Having thus, in a word, revealed his ambition for a career above courts, marts, and polling booths, George breathed more deeply than usual, and, turning his face from the lovely companion whom he had just made his confidant, gazed out at the dancers with an expression in which there was both sternness and a contempt for the squalid lives of the unyachted Midlanders before him. However, among them, he marked his mother; and his sombre grandeur relaxed momentarily; a more genial light came into his eyes.
Isabel was dancing with the queer-looking duck; and it was to be noted that the lively gentleman's gait was more sedate than it had been with Miss Fanny Minafer, but not less dexterous and authoritative. He was talking to Isabel as gaily as he had talked to Miss Fanny, though with less laughter, and Isabel listened and answered eagerly: her colour was high and her eyes had a look of delight. She saw George and the beautiful Lucy on the stairway, and nodded to them. George waved his hand vaguely: he had a momentary return of that inexplicable uneasiness and resentment which had troubled him downstairs.
“How lovely your mother is!” Lucy said
“I think she is,” he agreed gently.
“She's the gracefulest woman in that ballroom. She dances like a girl of sixteen.”
“Most girls of sixteen,” said George, “are bum dancers. Anyhow, I wouldn't dance with one unless I had to.”
“Well, you'd better dance with your mother! I never saw anybody lovelier. How wonderfully they dance together!”
“Your mother and—and the queer-looking duck,” said Lucy. “I'm going to dance with him pretty soon.”
“I don't care—so long as you don't give him one of the numbers that belong to me.”
“I'll try to remember,” she said, and thoughtfully lifted to her face the bouquet of violets and lilies, a gesture which George noted without approval.
“Look here! Who sent you those flowers you keep makin' such a fuss over?”
“The queer-looking duck.”
George feared no such rival; he laughed loudly. “I s'pose he's some old widower!” he said, the object thus described seeming ignominious enough to a person of eighteen, without additional characterization. “Some old widower!”

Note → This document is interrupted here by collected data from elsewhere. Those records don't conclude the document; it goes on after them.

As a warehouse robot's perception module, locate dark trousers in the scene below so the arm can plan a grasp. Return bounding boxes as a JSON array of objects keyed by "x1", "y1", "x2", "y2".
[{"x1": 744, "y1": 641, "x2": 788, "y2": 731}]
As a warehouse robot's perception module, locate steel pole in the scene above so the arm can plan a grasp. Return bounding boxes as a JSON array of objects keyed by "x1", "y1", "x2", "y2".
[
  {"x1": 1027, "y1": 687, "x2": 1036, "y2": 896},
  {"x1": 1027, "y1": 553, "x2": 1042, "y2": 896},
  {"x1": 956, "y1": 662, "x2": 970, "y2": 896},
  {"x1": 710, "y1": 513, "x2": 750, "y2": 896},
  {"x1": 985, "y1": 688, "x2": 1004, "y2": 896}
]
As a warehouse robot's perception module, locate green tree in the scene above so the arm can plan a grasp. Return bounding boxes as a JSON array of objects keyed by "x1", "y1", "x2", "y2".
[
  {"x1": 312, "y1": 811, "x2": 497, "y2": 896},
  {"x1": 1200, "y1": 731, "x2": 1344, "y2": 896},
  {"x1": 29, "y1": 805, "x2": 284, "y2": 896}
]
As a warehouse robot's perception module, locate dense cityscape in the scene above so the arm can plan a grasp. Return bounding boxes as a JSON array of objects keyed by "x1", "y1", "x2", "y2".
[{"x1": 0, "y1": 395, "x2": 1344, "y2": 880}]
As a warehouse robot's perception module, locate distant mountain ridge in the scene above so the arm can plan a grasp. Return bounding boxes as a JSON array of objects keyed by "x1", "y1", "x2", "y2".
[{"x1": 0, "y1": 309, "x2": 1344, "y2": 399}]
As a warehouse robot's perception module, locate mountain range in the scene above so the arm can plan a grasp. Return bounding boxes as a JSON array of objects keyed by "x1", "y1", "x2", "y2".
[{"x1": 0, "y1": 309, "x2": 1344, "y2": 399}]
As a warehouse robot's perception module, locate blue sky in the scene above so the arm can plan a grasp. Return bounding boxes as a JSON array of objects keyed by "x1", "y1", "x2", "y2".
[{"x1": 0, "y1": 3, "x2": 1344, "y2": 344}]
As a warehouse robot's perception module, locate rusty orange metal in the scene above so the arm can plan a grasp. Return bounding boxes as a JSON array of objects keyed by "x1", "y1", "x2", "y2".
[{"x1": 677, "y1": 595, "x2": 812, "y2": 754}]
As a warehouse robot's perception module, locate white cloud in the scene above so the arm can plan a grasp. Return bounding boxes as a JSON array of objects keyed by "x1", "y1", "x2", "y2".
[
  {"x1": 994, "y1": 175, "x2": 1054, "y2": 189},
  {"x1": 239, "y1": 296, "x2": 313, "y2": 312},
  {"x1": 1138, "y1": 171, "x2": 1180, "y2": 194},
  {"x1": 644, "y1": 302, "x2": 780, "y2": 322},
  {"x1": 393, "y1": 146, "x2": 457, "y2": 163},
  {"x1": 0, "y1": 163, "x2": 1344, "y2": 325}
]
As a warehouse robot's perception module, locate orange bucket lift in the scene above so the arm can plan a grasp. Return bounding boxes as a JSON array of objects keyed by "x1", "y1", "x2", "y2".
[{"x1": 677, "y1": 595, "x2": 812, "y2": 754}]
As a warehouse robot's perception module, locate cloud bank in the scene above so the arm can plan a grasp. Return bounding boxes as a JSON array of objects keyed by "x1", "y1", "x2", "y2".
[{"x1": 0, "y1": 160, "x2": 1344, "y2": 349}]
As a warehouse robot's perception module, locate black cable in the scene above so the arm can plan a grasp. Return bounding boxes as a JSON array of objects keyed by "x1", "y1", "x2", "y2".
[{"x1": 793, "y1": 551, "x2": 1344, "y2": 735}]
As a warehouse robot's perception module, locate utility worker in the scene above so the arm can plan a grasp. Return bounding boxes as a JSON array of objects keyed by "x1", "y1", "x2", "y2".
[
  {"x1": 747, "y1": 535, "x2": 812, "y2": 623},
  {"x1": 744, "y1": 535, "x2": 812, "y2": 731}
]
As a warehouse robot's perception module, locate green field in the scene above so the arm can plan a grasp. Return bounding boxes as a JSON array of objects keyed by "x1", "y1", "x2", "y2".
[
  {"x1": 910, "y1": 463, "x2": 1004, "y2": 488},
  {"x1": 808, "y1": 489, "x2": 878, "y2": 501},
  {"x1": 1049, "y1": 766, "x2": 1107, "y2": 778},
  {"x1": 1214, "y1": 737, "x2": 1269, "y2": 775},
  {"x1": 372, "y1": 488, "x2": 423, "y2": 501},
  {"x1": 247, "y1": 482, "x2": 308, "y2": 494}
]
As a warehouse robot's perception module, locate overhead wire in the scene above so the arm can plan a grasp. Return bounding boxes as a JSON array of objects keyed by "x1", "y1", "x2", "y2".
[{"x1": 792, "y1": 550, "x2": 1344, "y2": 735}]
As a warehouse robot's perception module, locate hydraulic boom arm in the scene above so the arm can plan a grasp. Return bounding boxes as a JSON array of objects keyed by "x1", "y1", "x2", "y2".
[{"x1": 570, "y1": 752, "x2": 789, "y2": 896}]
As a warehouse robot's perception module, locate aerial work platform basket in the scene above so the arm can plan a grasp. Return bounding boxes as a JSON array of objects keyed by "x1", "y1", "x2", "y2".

Lucy became serious at once. “Yes, he is a widower,” she said. “I ought to have told you before; he's my father.”
George stopped laughing abruptly. “Well, that's a horse on me. If I'd known he was your father, of course I wouldn't have made fun of him. I'm sorry.”
“Nobody could make fun of him,” she said quietly.
“Why couldn't they?”
“It wouldn't make him funny: it would only make themselves silly.”
Upon this, George had a gleam of intelligence. “Well, I'm not going to make myself silly any more, then; I don't want to take chances like that with you. But I thought he was the Sharon girls' uncle. He came with them—”
“Yes,” she said, “I'm always late to everything: I wouldn't let them wait for me. We're visiting the Sharons.”
“About time I knew that! You forget my being so fresh about your father, will you? Of course he's a distinguished looking man, in a way.”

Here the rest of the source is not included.